The relationship between colour and sound has been researched by Datteri and Howard, who investigated the possible correlations between the frequency of colour and the frequency of sound waves. Participants were exposed to a series of pure sine tones and coloured boxes, and asked to determine which colour ‘fitted best’ with each tone. A pattern emerged showing that low frequency colours corresponded to higher frequency musical pitches, and that high frequency colours corresponded to lower frequency notes. This inverse relationship highlights the fact that different colours can be linked to various musical pitches and timbres.The relationship between sound and colour has been investigated further, with Hubbard researching the correlation between visual lightness and pitch, concluding that lighter visual stimuli were matched best with higher pitches and darker visual stimuli with lower pitches. Also tested was the correlation between visual lightness and musical intervals, with results suggesting lighter visual stimuli corresponded with ascending intervals and darker stimuli with descending intervals. The size of the musical interval had a significant effect on the choice of lightness, as larger intervals prompted subjects to choose more extreme lighter or darker stimuli. Similar research conducted by Marks revealed the correlation between the brightness of a visual object and auditory loudness, with subjects associating brighter visual objects with louder auditory stimuli.
Correlations can be formed between auditory and visual phenomena when there is a similarity of movement between the sound and the movement it represents. Chion describes this as ‘isomorphism’, and demonstrates another way in which auditory and visual events can become connected as the implied motion can be recognized within each perception. This has also been stated in gestalt psychologies as the principle of common fate, which states that ‘elements that move in the same way tend to be grouped together’. This relationship can be realized by correlating louder, more active sections of auditory phenomena with faster sections of visual phenomena.

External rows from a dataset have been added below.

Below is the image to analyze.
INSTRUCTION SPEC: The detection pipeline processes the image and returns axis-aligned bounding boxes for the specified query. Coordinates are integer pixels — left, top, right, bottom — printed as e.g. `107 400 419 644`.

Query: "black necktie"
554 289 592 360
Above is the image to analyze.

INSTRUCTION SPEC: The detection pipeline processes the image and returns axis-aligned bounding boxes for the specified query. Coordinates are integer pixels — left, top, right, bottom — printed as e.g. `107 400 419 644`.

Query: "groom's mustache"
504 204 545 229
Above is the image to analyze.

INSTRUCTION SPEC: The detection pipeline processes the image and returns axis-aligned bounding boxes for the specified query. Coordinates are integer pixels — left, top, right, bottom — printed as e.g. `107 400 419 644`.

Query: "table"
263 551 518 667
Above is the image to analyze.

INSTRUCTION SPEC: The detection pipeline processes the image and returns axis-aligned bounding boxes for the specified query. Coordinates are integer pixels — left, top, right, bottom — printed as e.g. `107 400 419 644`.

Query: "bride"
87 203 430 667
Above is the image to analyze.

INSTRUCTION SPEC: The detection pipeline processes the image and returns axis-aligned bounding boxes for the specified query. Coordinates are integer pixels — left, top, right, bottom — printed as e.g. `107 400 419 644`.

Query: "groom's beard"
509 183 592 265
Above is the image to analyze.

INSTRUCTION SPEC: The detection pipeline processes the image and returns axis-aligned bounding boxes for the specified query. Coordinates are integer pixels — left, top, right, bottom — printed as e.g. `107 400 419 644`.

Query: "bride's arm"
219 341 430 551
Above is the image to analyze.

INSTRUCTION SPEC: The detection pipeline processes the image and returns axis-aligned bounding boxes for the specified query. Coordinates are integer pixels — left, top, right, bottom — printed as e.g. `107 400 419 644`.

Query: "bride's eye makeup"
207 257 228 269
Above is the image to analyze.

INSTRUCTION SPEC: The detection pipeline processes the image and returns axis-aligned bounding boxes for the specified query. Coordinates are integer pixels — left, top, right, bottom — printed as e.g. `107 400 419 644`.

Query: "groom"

There are many more correlations that can be formed between auditory and visual events, most of which involve the aesthetic, emotional and artistic connection brought about when sound and imagery are combined. The various studies outlined above give an insight into how we perceive and link attributes from differing senses, and provide scientific evidence for the pairing of individual auditory and visual stimuli.
References:
- Lipscomb, S. D. and Kim, E. M. (2004) Perceived Match Between Visual Parameters and Auditory Correlates: An Experimental Multimedia Investigation
- Winkel, F. (1930) Technik und aufgaben des fernsehens
- Datteri, D. L. and Howard, J. N. (2004) The Sound of Colour
- Hubbard, T.L. (1996). Synesthesia-like Mappings of Lightness, Pitch and Melodic Interval
- Marks, L.E. (1974) On Associations of Light and Sound: The Mediation of Brightness, Pitch, and Loudness.
- Chion, M. (1994) Audio-vision: Sound on Screen.